Why are most technology RFPs too long?
Because length gets mistaken for rigour. Clauses are copied forward, executive summaries run to a dozen pages, and evaluation becomes a two hundred line yes or no spreadsheet. It feels thorough and it is the opposite: it buries what matters, wastes everyone's time, and rewards the biggest bid team rather than the best solution. A tight, precise RFP that asks only the questions that matter and defines how they are measured produces a better decision than a long one.
Should vendor claims in an RFP be contractual?

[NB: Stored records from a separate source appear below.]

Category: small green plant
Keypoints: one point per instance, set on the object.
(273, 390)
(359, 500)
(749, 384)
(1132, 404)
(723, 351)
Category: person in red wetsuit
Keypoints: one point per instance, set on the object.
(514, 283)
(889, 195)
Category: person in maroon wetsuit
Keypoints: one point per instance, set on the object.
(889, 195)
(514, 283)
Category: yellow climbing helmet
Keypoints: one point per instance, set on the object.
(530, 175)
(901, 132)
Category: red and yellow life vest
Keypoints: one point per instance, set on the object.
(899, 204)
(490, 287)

Yes, and this is where most RFPs leave value on the table. Marketing claims are accepted in proposals but rarely formalised in the contract, which shifts delivery risk back to you. If a vendor claims a data reduction ratio, a performance level, an SLA or a security outcome, ask them to commit to it contractually with a remedy if it is not achieved. A claim a vendor will sign for is worth far more than one that lives only in a slide, and their willingness to sign tells you which claims are real.